A 105-year-old machinist, Mr. Albert Adesanwo Esukoya, has cried out over his unpaid pension since 2010.
Esukoya worked in the Nigerian Navy Dockyard, Victoria Island in Lagos as a machinist/technician for 22 years and retired in 1984.
According to him, after retirement, he and few other workers were retained for a few more years.
“My work took me to countries like Cameroon, Ethiopia, Ghana, France, Senegal and South Africa. In fact, I went to South Africa so many times that it became like my backyard,” he said.
He, however, said since he left the service of the Nigerian Navy Dockyard, he has been receiving his pension until 2010 when it was stopped and all efforts to get payment have failed.
“I was collecting N17,800 every three months back then, but since 2010, my pension stopped. I went to Creek Road at Obalende, Secretariat and Victoria Island etc to see if my pension will come out again.
“I also did all the verification exercises, in fact, during one of the exercises I collapsed at Tafawa Balewa Square (TBS) in Lagos and was revived by people around. I am not a ghost, I am still alive, please help me, don’t let me die,” he cried out.
The centenarian, who said he was never queried throughout his years of service, narrated that he had nine children but only one is alive.

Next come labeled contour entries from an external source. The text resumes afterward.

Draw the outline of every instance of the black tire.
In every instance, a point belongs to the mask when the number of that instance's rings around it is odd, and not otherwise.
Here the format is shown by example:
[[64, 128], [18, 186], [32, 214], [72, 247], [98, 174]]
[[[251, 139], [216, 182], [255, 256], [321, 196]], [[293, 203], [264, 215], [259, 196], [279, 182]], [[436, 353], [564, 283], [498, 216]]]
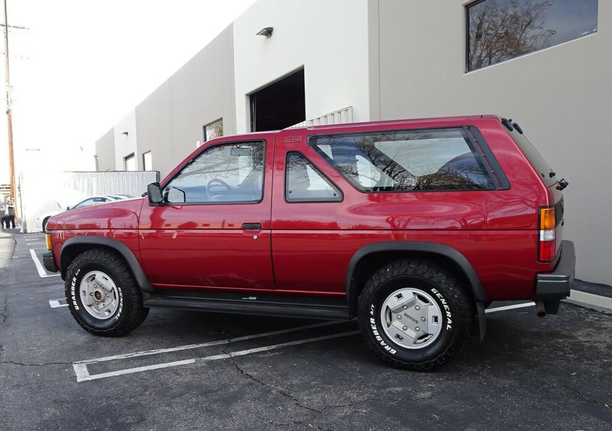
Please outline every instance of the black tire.
[[[91, 271], [103, 272], [117, 289], [118, 306], [107, 319], [90, 314], [81, 300], [81, 281]], [[130, 267], [119, 254], [107, 249], [92, 249], [76, 256], [68, 267], [65, 286], [72, 317], [84, 330], [95, 335], [116, 337], [127, 334], [140, 326], [149, 314], [149, 309], [143, 306], [142, 293]]]
[[[382, 330], [381, 309], [398, 289], [410, 287], [433, 298], [442, 311], [439, 333], [428, 345], [400, 345]], [[377, 271], [359, 299], [359, 327], [374, 353], [388, 364], [414, 371], [433, 370], [465, 347], [472, 331], [473, 300], [451, 271], [425, 260], [397, 260]], [[446, 305], [448, 309], [446, 309]]]

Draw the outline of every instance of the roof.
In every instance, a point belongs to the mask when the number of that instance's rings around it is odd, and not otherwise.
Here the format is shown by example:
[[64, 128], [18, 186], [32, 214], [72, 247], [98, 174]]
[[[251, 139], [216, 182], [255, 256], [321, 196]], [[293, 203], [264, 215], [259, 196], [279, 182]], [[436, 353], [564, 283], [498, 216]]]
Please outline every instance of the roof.
[[323, 124], [318, 126], [304, 126], [304, 127], [287, 128], [288, 129], [294, 129], [296, 130], [321, 130], [326, 128], [351, 128], [355, 127], [376, 126], [378, 125], [392, 125], [392, 124], [406, 124], [406, 123], [428, 123], [438, 122], [439, 121], [466, 121], [471, 120], [480, 120], [483, 119], [498, 118], [496, 115], [472, 115], [472, 116], [458, 116], [455, 117], [432, 117], [428, 118], [417, 118], [405, 120], [384, 120], [382, 121], [367, 121], [359, 123], [343, 123], [341, 124]]

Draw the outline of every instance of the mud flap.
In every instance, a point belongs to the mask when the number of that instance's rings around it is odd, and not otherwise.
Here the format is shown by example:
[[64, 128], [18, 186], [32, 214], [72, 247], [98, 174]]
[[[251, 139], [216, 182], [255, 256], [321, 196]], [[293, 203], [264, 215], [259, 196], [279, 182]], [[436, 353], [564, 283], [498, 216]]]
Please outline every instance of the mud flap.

He said but for his grandson, Ibukun Abiodun, who has been taking care of him, he would have been dead.
“Abiodun has been a very good grandson, he took me to his house when the worry and thought of my unpaid pension wanted to kill me.
He is a graduate of Business Administration but he sells generators since he lost his job,” Esukoya said.
He appealed to the government to release his pension so that his grandson can have some relief.